How I switched from Python to Julia (and why)

A little background on Python

Python is a great language. I tried several languages before it: Pascal at school; C, C with classes, C ++ - at the university. The last two (three) have instilled a persistent aversion to programming: instead of solving a problem, you are busy with allocations and destructors (scary words from the past), thinking in terms of low-level primitives. My opinion is that C is not suitable for solving educational and scientific problems (in any case, in the field of mathematics). I am sure that I will be objected, but I'm not trying to impose anything on anyone, just expressing my opinion.

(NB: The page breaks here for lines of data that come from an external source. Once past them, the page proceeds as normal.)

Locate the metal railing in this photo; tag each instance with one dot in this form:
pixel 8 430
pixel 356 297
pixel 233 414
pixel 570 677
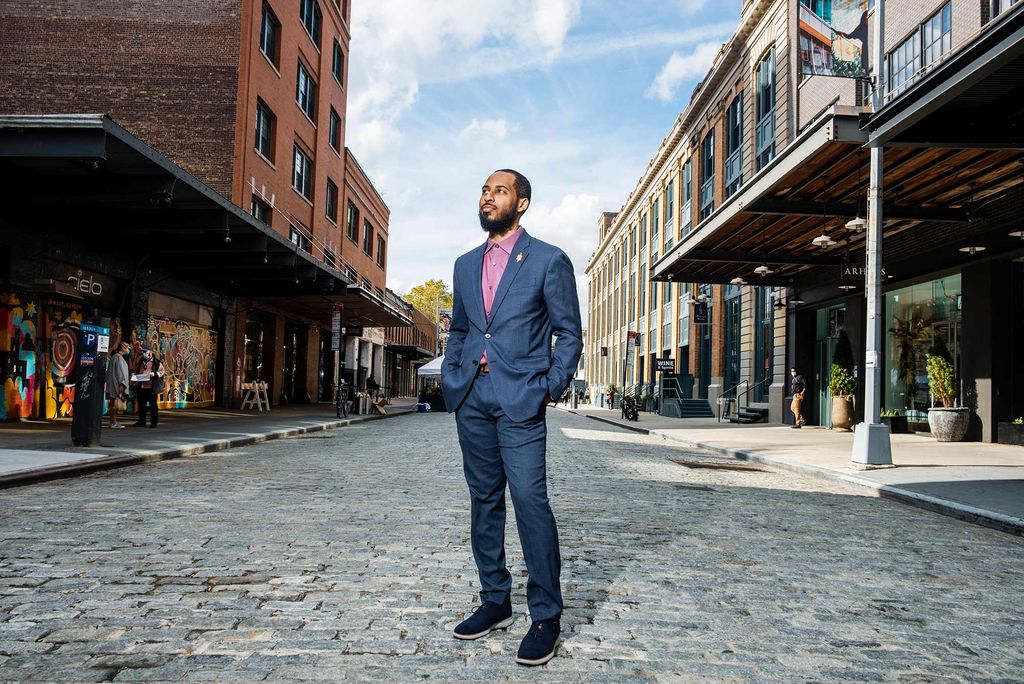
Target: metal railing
pixel 730 399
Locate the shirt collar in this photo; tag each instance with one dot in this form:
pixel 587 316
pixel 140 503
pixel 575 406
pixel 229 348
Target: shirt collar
pixel 507 244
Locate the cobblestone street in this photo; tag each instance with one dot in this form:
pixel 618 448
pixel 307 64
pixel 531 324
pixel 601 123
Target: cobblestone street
pixel 345 554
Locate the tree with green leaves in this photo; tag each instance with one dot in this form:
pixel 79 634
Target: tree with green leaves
pixel 430 297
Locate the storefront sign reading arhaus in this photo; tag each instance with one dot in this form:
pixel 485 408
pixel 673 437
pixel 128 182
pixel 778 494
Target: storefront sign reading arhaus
pixel 854 272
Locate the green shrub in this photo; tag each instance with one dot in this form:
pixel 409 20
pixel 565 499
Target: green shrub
pixel 842 382
pixel 941 379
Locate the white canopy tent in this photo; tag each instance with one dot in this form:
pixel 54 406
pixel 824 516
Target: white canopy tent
pixel 431 369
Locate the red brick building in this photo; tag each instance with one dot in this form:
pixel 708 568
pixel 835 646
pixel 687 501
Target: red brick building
pixel 250 97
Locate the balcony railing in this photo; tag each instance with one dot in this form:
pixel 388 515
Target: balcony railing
pixel 734 171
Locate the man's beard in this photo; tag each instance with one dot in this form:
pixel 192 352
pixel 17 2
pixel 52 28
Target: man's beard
pixel 499 223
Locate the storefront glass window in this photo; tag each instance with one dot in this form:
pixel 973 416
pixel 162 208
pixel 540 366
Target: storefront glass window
pixel 920 317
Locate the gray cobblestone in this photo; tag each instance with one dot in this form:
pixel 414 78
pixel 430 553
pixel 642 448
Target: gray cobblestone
pixel 349 559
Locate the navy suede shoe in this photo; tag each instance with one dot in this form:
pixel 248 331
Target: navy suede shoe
pixel 540 643
pixel 484 620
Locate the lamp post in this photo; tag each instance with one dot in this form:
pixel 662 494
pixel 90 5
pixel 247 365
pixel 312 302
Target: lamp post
pixel 870 441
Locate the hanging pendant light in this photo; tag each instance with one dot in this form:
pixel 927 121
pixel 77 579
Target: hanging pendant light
pixel 971 244
pixel 824 241
pixel 763 269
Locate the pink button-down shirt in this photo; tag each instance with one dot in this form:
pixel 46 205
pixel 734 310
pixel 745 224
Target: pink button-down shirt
pixel 496 258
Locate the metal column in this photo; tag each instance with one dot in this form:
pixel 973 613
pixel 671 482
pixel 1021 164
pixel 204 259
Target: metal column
pixel 870 441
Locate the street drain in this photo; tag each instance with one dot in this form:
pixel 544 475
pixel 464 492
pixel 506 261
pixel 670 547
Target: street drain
pixel 709 465
pixel 693 487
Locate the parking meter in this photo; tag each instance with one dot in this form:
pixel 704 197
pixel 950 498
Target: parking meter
pixel 93 346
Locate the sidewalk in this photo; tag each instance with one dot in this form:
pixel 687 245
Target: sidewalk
pixel 38 451
pixel 980 482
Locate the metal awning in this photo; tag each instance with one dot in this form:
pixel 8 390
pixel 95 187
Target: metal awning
pixel 86 173
pixel 410 351
pixel 815 185
pixel 973 98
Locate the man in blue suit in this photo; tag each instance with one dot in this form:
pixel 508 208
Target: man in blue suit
pixel 513 295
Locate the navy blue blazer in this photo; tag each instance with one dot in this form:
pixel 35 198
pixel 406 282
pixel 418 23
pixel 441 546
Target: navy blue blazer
pixel 536 301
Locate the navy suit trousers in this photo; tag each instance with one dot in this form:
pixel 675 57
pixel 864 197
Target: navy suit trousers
pixel 497 451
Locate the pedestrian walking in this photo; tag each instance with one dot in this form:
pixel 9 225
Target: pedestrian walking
pixel 117 384
pixel 797 386
pixel 511 296
pixel 148 376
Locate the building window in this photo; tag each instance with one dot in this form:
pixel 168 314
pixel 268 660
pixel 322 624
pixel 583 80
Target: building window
pixel 260 210
pixel 305 92
pixel 670 209
pixel 302 173
pixel 642 287
pixel 266 125
pixel 334 131
pixel 654 217
pixel 299 239
pixel 687 214
pixel 338 65
pixel 734 145
pixel 332 201
pixel 764 342
pixel 269 36
pixel 352 223
pixel 310 16
pixel 368 239
pixel 765 129
pixel 708 175
pixel 904 62
pixel 937 35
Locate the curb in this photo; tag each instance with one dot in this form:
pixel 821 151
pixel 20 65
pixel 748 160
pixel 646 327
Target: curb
pixel 62 471
pixel 999 521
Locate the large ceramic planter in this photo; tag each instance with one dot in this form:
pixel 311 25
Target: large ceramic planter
pixel 948 424
pixel 842 417
pixel 1010 433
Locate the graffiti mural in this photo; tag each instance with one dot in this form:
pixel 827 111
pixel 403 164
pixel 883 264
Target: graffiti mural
pixel 60 328
pixel 189 355
pixel 17 356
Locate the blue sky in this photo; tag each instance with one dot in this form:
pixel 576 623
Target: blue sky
pixel 577 94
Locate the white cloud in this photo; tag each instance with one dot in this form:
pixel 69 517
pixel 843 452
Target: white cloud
pixel 488 130
pixel 680 69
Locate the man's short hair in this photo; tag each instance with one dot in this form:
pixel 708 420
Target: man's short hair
pixel 522 186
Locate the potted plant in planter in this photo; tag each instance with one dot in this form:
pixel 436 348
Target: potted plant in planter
pixel 948 422
pixel 842 384
pixel 896 421
pixel 1011 433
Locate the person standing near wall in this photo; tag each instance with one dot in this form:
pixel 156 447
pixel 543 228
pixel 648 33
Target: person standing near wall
pixel 150 374
pixel 117 384
pixel 799 387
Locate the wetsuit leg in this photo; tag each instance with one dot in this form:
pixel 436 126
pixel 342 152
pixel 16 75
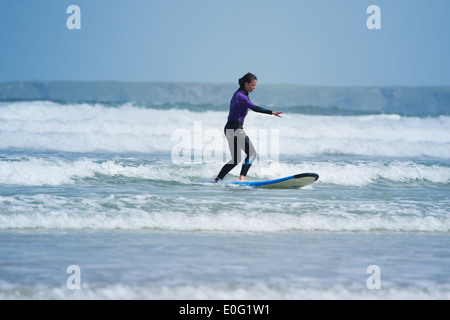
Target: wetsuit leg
pixel 251 155
pixel 233 145
pixel 237 141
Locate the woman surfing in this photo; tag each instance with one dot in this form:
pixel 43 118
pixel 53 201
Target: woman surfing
pixel 234 128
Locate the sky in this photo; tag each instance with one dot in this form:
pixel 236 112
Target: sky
pixel 304 42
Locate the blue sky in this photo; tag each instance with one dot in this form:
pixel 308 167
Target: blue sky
pixel 307 42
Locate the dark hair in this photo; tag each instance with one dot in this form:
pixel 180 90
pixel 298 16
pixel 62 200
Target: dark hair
pixel 249 77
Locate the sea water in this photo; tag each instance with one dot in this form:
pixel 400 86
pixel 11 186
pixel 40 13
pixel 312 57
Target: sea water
pixel 114 201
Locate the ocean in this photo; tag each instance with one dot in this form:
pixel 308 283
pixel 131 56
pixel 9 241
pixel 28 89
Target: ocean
pixel 114 200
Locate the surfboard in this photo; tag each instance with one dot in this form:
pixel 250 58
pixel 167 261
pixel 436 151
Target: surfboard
pixel 295 181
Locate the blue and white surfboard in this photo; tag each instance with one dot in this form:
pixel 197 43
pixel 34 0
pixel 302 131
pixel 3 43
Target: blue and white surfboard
pixel 295 181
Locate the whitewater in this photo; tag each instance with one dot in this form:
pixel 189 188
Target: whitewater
pixel 123 191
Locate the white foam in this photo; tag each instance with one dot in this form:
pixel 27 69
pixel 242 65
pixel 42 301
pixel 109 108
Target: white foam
pixel 225 292
pixel 94 127
pixel 158 212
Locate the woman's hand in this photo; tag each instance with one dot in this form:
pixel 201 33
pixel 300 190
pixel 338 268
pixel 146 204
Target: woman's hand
pixel 277 113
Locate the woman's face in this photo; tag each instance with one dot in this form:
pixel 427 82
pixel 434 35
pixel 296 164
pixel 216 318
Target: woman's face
pixel 250 86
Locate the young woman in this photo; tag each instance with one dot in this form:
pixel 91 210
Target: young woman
pixel 234 129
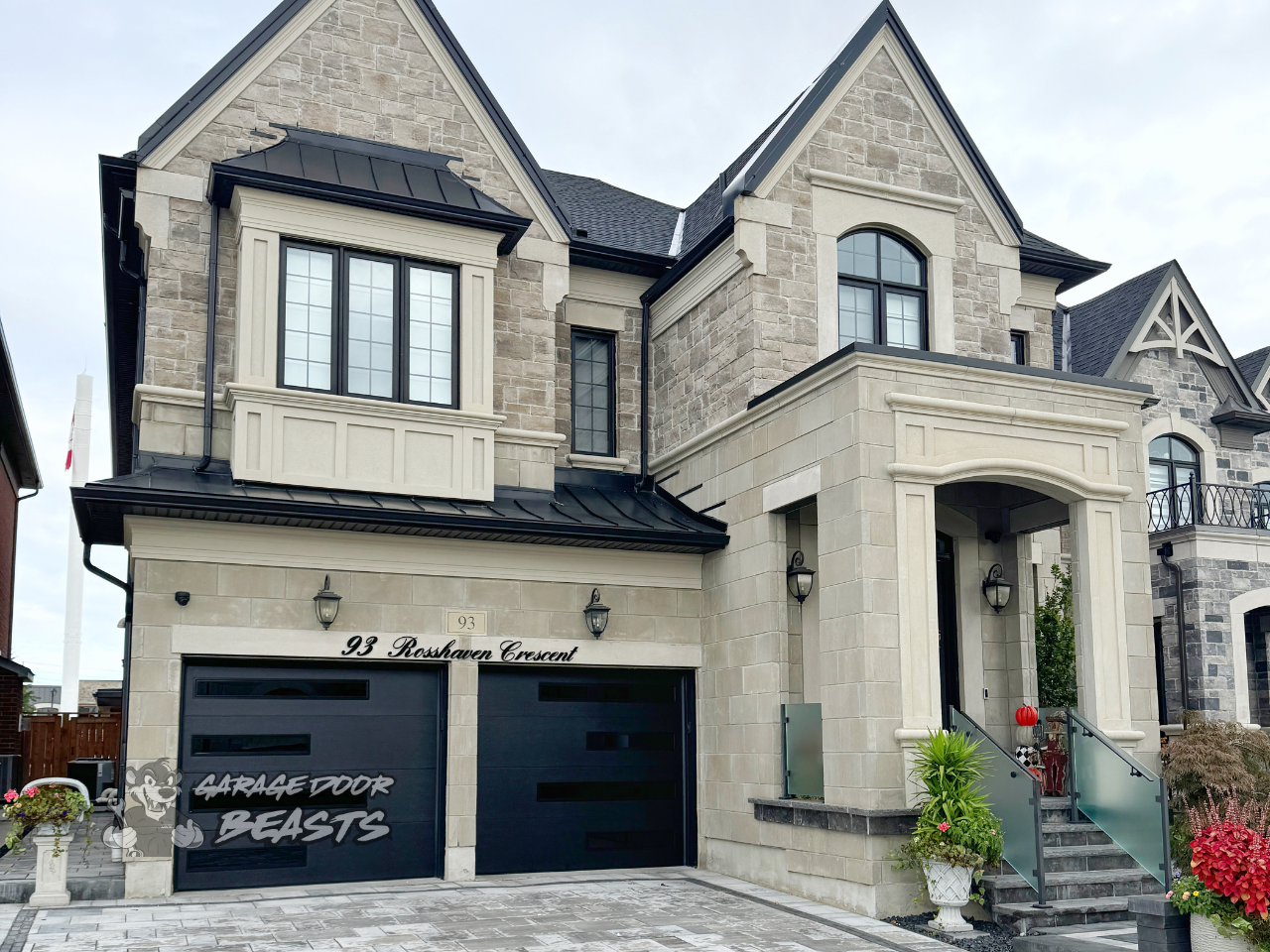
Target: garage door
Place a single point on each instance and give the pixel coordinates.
(584, 770)
(310, 774)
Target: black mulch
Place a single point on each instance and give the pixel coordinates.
(987, 936)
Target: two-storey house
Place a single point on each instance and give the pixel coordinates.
(470, 504)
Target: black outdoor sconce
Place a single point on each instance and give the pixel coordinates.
(798, 576)
(996, 589)
(326, 604)
(595, 615)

Python has become a revelation in its time. For the first time in my life, I wrote several levels of abstraction higher than is customary in Xi. The distance between the task and the code has decreased as never before.

I would probably have written it all my life in Python if I didn’t have to suddenly implement NIST statistical tests. It would seem that the task is very simple: there is an array of several lengths (> = 10) megabytes, there is a set of tests that need to be applied to this array.

What is good numpy?

In python for working with arrays there is a good numpy package, which is essentially a high-level interface on fast libraries like LAPACK. It would seem that the entire gentlemanly set for scientific computing is available (Sympy, Numpy, Scipy, Matplotlib), what more could you ask for?
')
Everyone who has dealt with numpy knows that he is good, but not in everything. We still have to try to make the operations vectorized (as in R), i.e. in a sense, uniform for the whole array. If suddenly your task for some reason does not fit into this paradigm, then you have problems.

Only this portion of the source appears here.